Nikolai Luzhin, Eastern Promises October 26, 2011 at 6:57 am

Jim,

You might want to think about a different approach.

First, the economic evidence is overwhelming that cities are going to be even more important in the future than in the past. I would strongly suggest that you son ask, first, in what city does he want to live. The head of Gallup has a new book on the is subject, the Coming Jobs Crisis.

I would suggest your son move to that city and attend the college there as a resident. Under no circumstances would I go into debt.

Beyond that, study literature and psychology, writing, math and science. People here do not understand why one studies literature. Unfortunately most people who teach literature don’t know either. It is because the people in the stories give you mental images that you can use to understand real people, for example, when you make a sales call. I once had the opportunity to talk at length with Harry Beckwith (Selling the Invisible) who got a great education at Stanford. He made a simple true statement. You read Shakespeare and Beowulf because these are the people you are going to call on when you make a sales call. Look at the posts here and try to figure out who the people really are from the literature you have read

Krishnan October 26, 2011 at 9:55 am

Re: Jim from Kansas: yes, “College” (i.e. a “degree”) has become the price of admission – there are many who have advanced the hypothesis that all this mess started after Griggs versus Duke Energy (1971) (Supreme Court of the US made aptitude testing difficult/dangerous to employers – who may be sued for “discrimination” – Colleges/Univs are happy because now they are in the position to command customers and so prices keep rising …

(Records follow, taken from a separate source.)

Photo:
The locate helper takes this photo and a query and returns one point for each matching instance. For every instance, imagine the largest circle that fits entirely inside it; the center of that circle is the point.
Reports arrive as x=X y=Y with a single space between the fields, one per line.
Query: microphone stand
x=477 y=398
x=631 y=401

It has unforutnately become a numbers game – there are many on campuses who are bean counters – “How many students/credit hours did we generate? Why did it fall in this class/department? Do anything to keep those credit hours increasing” Even as K-12 quality remains a problem, Colleges and Universities know they have a good deal because many come to get their “degrees” and race to the bottom “How can we graduate more in less time? How can we maximize revenues by maximizing credit hours and student loans from the Feds?” Even as quality falls, even as students leave less and less educated, GPA’s rise (“We do not want our students to look worse than students from THAT college”) …

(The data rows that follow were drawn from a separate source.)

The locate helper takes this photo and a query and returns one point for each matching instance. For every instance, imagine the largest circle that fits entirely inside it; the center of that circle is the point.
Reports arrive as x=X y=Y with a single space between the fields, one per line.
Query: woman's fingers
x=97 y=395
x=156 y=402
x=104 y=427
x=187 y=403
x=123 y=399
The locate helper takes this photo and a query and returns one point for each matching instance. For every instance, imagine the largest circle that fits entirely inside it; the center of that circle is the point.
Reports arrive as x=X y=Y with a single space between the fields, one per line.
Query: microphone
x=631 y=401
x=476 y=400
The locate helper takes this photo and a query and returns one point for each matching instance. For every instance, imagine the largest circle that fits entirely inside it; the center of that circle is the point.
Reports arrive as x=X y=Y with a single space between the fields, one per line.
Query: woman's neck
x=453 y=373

Anyone serious to learn and improve MUST take charge of their own educational destiny – yes, there are still many who toil to do a good job of teaching analytical and critical thinking skills – interested kids should seek them out – and they will find help and mentoring as they want, need -

Bill October 26, 2011 at 8:26 am

“ON EDUCATION
At school. you are engaged not so much in acquiring knowledge as in making mental efforts under criticism. A certain amount of knowledge you can indeed with average faculties acquire so as to retain; nor need you regret the hours you spent on much that is forgotten, for the shadow of lost knowledge at least protects you from many illusions. But you go to great school not so much for knowledge as for arts and habits; for the habit of attention, for the art of expression, for the art of assuming at a moment’s notice a new intellectual position, for the art of entering quickly into another person’s thoughts, for the art of submitting to censure and refutation, for the art of indicating assent or dissent in graduated terms, for the habit of regarding minute points of accuracy, for the art of working out what is possible in a given time, for taste, for discrimination, for mental courage, and for mental soberness. Above all, you go to a great school for self-knowledge.”
William Johnson Cory (1823 – 1892)

Gil October 26, 2011 at 8:46 am

That’s akin to saying “work is the tedious stuff you do for eight or so hours a day, five or so day a week to pay the bills”.

Greg October 26, 2011 at 9:10 am

How is that akin to saying anything like that? Some work provides the same opportunities for critical self-reflection, most work doesn’t.